CMC provides people with an alternative channel of interaction that could be for the worse but also at times for the better. It’s very difficult to generally say that ftf is better than CMC and vice versa. That is exactly why O’Sullivan’s study is crucial. By noticing certain patterns one can see not only how people are using CMC but it also shows that there are great benefits that people realize when using it. I really do hope that people remember the importance of ftf but I also do believe that CMC provides us with advantages that we are only beginning to explore and appreciate.

Chris McNally said...

I really like how you focused on a more general case of media selection, and even went so far as to include a link to another information source to back it up. Sometimes reading these posts can get a little dull because everyone (including myself) writes about a personal experience. After reading your post I realized that reading a third person analysis of another's story seems much more informative.
I agree with you that O'Sullivan's model isn't always the best to follow when choosing a medium, but I think the theory is more about what people tend towards in certain situations than what they actively think about choosing. In my personal experience people tend to shy away from socially awkward or uncomfortable conversations, preferring to put as much psychological distance between them and it as possible. This is not always (or usually) the best option, but I think its what people unconsciously gravitate towards.

Joe Kerekes said...

You certainly make a good point in that the old adage of “No pain, no gain” (doing the hard stuff in person) can hold true. While I agree with your statement that the most common strategy is not necessarily the best, there may be quite a few situations where it actually is the best. It seems that you suggest that people are in essence taking the easy way out when communicating negative information or emotions by using mediated technology and that we should strive to make things more personal and interact with each other. However, I think it is important to consider the amount of deference mediated technology provides to people.

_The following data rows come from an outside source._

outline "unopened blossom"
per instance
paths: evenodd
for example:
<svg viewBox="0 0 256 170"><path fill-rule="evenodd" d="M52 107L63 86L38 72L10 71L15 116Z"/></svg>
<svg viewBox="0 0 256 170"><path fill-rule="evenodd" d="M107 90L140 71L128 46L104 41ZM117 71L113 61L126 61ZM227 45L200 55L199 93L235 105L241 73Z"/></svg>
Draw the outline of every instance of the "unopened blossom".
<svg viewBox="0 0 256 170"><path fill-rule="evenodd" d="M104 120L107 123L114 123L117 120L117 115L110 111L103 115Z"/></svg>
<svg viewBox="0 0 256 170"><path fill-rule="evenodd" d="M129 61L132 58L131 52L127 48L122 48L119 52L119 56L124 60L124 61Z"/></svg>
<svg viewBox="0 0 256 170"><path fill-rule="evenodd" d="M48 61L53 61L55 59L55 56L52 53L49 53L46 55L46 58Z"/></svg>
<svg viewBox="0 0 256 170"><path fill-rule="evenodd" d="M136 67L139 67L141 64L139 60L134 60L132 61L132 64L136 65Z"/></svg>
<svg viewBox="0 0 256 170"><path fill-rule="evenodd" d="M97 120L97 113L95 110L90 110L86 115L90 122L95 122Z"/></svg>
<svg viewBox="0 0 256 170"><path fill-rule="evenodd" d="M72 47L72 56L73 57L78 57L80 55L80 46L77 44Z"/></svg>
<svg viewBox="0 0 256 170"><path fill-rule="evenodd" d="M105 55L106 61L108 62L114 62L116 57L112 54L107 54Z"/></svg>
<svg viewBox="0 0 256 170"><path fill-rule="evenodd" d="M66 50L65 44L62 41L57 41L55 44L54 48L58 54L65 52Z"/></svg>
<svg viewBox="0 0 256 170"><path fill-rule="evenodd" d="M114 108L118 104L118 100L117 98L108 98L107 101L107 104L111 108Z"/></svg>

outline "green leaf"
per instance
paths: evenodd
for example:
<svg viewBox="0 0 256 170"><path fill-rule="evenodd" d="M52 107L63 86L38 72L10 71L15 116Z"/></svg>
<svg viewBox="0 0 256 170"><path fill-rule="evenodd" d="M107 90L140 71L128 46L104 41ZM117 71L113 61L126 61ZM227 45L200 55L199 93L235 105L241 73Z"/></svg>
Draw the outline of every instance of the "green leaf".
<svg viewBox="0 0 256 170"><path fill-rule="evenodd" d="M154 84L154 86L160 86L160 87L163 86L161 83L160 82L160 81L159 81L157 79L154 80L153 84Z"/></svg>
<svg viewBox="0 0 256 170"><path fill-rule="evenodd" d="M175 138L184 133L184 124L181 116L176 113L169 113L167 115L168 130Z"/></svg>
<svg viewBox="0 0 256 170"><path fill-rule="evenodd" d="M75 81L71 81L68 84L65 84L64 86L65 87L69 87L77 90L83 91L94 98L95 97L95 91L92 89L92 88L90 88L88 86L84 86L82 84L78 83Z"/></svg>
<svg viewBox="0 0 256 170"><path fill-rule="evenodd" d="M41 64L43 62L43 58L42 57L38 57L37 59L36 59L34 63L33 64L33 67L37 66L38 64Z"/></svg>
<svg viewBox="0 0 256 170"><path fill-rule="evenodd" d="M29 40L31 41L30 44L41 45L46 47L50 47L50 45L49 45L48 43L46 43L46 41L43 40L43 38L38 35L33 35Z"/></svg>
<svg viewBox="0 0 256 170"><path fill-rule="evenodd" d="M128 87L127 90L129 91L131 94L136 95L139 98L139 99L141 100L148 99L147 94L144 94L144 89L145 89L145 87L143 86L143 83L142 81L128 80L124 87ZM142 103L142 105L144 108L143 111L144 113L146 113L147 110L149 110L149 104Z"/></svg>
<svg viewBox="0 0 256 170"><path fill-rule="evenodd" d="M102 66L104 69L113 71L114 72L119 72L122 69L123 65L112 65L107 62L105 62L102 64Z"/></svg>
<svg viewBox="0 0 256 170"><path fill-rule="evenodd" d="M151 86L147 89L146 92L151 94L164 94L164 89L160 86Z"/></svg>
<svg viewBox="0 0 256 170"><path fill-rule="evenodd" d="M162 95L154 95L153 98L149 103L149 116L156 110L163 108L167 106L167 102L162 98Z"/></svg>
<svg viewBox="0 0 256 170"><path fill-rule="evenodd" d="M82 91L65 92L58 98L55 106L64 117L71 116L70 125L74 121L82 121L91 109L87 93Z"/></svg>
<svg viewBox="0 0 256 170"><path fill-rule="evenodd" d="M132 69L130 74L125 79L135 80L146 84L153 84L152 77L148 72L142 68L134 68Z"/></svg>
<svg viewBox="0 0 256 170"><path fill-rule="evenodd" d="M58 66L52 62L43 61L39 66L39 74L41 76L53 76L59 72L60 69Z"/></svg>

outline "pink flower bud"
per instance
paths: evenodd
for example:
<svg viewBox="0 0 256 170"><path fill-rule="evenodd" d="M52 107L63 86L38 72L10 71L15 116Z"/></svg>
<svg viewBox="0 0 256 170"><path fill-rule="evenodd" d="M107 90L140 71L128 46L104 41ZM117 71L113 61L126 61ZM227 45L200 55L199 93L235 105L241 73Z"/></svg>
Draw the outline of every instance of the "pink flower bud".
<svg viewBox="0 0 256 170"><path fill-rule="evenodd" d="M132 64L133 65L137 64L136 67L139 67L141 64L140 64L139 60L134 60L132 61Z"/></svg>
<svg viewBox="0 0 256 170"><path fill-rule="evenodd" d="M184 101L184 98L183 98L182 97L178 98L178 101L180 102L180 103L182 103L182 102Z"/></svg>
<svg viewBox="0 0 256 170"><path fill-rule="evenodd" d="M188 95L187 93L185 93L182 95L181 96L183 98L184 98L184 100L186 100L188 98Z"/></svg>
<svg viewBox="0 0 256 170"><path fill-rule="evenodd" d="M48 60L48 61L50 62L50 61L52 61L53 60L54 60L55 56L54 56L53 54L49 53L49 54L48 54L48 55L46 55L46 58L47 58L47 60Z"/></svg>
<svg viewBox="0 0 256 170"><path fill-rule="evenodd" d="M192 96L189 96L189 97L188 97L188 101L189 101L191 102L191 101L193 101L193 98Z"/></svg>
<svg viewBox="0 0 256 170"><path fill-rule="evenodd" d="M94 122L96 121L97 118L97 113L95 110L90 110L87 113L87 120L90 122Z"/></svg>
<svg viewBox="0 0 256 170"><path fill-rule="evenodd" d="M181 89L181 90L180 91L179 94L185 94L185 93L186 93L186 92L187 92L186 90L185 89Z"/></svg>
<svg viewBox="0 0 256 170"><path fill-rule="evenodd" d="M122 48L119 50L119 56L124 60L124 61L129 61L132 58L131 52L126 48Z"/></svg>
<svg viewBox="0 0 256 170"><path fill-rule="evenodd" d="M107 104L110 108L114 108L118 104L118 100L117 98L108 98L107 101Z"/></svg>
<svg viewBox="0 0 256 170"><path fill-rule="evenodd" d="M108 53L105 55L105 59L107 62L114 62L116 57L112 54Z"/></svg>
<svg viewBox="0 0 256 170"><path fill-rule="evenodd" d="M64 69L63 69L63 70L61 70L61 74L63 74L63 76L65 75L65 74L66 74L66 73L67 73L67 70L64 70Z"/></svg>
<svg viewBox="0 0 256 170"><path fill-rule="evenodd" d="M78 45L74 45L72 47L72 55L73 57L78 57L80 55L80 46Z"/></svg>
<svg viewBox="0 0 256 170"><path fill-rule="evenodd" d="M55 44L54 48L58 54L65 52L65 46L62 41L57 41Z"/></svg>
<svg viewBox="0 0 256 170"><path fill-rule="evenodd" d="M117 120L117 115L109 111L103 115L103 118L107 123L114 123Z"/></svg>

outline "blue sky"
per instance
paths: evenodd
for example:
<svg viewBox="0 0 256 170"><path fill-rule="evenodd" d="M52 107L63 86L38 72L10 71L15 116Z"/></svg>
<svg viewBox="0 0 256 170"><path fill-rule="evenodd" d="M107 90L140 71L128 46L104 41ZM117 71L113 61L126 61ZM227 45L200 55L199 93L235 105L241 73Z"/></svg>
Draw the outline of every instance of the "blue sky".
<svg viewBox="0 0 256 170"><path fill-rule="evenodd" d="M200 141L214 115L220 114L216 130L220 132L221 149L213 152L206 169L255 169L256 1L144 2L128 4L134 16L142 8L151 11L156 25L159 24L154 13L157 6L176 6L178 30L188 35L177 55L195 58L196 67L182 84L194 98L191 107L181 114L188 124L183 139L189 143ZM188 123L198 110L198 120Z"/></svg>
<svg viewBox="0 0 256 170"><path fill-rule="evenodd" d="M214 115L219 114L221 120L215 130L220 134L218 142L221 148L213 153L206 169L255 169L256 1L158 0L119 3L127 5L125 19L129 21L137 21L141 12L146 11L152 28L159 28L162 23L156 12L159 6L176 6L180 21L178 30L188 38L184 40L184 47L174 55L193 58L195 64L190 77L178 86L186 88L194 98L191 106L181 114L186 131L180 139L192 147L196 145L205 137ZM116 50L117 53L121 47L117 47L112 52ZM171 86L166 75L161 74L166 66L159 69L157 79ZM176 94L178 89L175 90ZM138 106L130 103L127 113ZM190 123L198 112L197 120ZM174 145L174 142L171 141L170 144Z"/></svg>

Consider trying to resolve a conflict between 2 people. By forcing face to face conversations the situation could be exacerbated simply because of emotions developed by seeing a person you are angry with. Instead, by sending an email, one defers the conflict to the other person, can present facts and apologies with less incitement, and allows the other person control of the situation. The mode suggested by O'Sullivan's theory (mediated communication) to deal with a highly negative valence issue in this case would be appropriate.

It seems the default position that anything solely text based is the easy and impersonal way out of dealing with touchy subjects (“Does bad news come in the form of memos that obfuscate the truth...”). Memos do not by themselves obfuscate the truth. Yes, they allow for one to more easily obfuscate the truth, but using memo's and other text based media honestly can often be appropriate for many situations.